For almost 50 years the Moon was considered dry. Then in 2008 Alberto Saal and colleagues published a paper detailing the discovery of water in lunar fire fountain glasses. These findings (& a study by MCubbin et al 2007) initiated a community-wide reincarnation of lunar volatiles research.Later work would advocate in one extreme a lunar mantle with up to Earth mantle-like abundances of water and in the other for the absence of significant water in the Moon, and to this day the field remains highly volatile!

 

Wednesday saw a few of the lunar interior volatiles ‘big guns’ present their most recent findings. Keynote speaker Zach Sharp gave an excellent unbiased and insightful overview of the recent advancements made in our field and he highlighted particlar areas that need further consideration.
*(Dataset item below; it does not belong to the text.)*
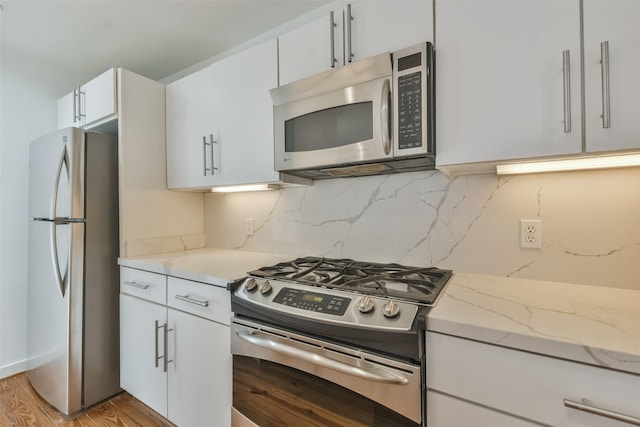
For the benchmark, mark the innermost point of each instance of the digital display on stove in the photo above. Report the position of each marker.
(312, 301)
(313, 297)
Sharp stressed the importance of anhydrous magmatic conditions for producing the unique heavy Cl isotopic signatures observed in lunar samples.

 

This talk was accompanied by McCubbin arguing for a damp Moon of less than 5 ppm (in bulk silicate Moon) and he also advocated for a re-assessment of data and interpretations made during the last decade and proposed that we’ve been grossly overestimating the amounts of water in the Moon.

 

Further insights came from Greenwood who provided evidence for a Cl rich urKREEP layer in the lunar magma ocean and Furi who showed that the lunar mantle may have both a carbonaceous and or Earth-derived N signature, and the models of Visscher predict that the proto-Moon just after the giant impact should be volatile depleted.

It’s clear that there is still much work to do in this snowballing field but it’s amazing that we are still utilising samples brought from the Moon by Apollo astronauts almost 45 years ago!